Não era apenas meu inconsciente trabalhando? Freud, corra aqui. Não tem linguagem que dê conta de tamanha violência.
A obsessão contemporânea pelo “corpo saudável” opera como uma moralidade que culpa, vigia e pune. Pesquisadores apontam que a obesidade tem sido tratada como falha pessoal, justificando propostas de punição e exclusão social em nome da saúde pública. Isso revela traços fascistas na forma como o discurso biomédico e midiático define quem é “cidadão legítimo” e quem deve ser corrigido ou penalizado.
Essa lógica, que transforma o corpo gordo em ameaça à ordem, reproduz a mesma violência que historicamente inferiorizou corpos negros e periféricos, agora travestida de promoção da saúde .

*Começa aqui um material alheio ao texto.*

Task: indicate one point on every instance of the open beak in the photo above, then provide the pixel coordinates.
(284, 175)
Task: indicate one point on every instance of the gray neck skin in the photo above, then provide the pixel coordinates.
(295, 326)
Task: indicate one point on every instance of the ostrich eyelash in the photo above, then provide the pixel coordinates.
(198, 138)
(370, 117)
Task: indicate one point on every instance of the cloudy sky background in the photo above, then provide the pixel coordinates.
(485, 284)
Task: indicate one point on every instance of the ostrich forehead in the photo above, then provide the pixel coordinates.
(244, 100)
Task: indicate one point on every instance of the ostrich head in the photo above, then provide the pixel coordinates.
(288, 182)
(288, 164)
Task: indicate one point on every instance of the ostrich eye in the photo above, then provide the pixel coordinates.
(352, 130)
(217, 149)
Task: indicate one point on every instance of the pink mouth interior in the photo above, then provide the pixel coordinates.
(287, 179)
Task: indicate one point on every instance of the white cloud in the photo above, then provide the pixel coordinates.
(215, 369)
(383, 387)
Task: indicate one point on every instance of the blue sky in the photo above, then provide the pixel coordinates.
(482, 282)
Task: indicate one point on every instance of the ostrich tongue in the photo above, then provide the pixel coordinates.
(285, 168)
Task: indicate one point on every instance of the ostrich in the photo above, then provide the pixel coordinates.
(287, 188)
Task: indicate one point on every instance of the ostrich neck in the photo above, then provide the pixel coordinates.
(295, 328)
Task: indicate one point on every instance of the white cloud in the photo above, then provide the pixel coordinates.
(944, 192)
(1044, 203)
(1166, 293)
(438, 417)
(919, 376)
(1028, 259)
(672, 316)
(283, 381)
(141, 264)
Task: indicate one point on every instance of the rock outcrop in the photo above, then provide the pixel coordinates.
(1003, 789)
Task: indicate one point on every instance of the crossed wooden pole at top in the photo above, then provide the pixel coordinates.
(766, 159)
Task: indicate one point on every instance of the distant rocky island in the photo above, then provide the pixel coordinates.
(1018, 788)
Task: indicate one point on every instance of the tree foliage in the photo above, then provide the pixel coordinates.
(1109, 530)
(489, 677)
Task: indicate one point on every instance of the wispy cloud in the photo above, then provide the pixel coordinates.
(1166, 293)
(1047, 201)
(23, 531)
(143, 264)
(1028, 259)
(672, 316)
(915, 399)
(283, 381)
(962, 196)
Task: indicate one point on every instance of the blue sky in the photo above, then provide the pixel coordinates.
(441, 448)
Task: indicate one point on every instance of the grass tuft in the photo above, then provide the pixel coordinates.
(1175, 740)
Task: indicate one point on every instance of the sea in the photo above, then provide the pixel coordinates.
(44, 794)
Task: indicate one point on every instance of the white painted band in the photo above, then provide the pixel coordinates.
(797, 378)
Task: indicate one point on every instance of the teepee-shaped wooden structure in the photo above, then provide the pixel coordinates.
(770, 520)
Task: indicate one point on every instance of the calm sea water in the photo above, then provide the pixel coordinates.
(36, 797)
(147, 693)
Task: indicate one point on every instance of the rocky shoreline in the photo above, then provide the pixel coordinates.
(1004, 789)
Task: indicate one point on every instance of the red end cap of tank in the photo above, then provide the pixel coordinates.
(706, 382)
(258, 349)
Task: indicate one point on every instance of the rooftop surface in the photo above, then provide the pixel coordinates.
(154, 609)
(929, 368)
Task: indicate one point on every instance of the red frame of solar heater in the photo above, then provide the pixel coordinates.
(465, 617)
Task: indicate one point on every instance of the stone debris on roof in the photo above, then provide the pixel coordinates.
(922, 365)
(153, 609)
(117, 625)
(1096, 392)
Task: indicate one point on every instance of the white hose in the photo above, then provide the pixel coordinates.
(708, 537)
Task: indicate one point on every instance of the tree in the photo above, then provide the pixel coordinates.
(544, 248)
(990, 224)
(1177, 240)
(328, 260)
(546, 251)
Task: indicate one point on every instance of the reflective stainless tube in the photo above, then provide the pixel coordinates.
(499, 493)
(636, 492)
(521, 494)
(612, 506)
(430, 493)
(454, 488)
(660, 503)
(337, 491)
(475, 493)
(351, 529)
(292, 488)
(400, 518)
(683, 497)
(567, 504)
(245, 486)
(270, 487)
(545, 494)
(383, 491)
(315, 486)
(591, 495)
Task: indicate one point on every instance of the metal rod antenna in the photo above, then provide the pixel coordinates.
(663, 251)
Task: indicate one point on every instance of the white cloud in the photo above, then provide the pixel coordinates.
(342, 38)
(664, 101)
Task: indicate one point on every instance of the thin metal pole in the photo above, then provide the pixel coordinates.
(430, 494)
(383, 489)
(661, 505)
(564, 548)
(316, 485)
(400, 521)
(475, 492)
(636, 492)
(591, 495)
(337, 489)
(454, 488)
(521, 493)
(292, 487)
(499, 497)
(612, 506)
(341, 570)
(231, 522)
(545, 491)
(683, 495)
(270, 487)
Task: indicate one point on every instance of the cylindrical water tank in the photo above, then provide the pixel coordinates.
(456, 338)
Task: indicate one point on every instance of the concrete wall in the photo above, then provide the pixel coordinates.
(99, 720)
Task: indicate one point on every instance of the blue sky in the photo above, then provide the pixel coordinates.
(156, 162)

Essa “neo-frenologia” das corporalidades gordas mede, classifica e patologiza em nome da ciência, legitimando exclusões e abrindo mercados bilionários de dietas, cirurgias e remédios.

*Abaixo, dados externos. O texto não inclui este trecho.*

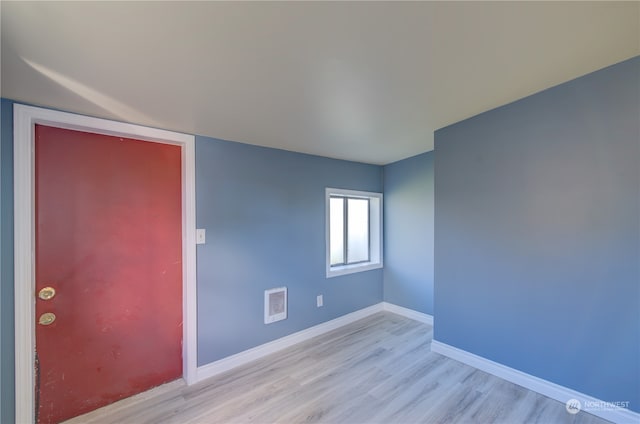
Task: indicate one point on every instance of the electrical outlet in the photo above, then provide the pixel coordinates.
(201, 236)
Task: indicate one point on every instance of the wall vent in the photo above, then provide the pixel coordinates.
(275, 305)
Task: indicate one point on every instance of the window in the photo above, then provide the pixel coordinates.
(354, 231)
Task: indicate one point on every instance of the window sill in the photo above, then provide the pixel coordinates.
(336, 271)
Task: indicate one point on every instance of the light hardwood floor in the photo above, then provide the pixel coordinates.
(377, 370)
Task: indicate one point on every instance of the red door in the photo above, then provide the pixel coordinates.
(109, 243)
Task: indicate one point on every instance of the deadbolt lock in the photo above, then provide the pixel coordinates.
(47, 293)
(47, 318)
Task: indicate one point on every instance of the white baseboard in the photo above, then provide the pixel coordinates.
(408, 313)
(230, 362)
(544, 387)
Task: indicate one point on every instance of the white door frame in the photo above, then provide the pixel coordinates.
(24, 120)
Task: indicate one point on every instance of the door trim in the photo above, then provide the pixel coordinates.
(25, 119)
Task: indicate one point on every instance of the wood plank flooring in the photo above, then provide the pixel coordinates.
(377, 370)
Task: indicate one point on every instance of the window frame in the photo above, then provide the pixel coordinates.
(375, 260)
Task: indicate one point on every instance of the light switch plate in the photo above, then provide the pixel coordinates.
(201, 236)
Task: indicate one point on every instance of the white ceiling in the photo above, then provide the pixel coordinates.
(363, 81)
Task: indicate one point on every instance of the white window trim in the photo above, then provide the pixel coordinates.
(375, 210)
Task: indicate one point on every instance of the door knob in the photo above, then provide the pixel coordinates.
(47, 318)
(47, 293)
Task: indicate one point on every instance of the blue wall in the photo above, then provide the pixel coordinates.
(408, 233)
(264, 213)
(537, 234)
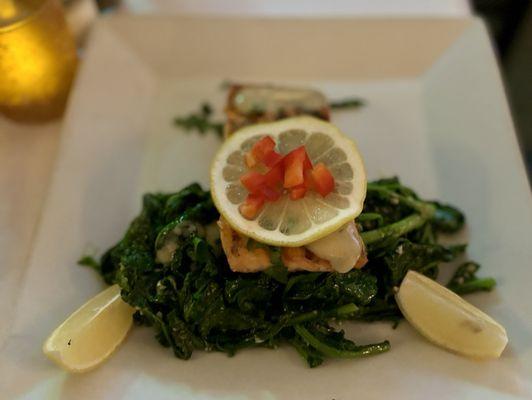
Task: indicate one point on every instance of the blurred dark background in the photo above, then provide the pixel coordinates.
(510, 23)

Essa lógica escancara o fascismo que tentamos disfarçar, chamando de piada: todos se sentem no direito de vigiar e corrigir o corpo gordo, sustentando uma ditadura estética em que a magreza se confunde com moralidade e valor humano. O que está em jogo não é saúde, mas controle, e, no limite, a negação do direito de existir.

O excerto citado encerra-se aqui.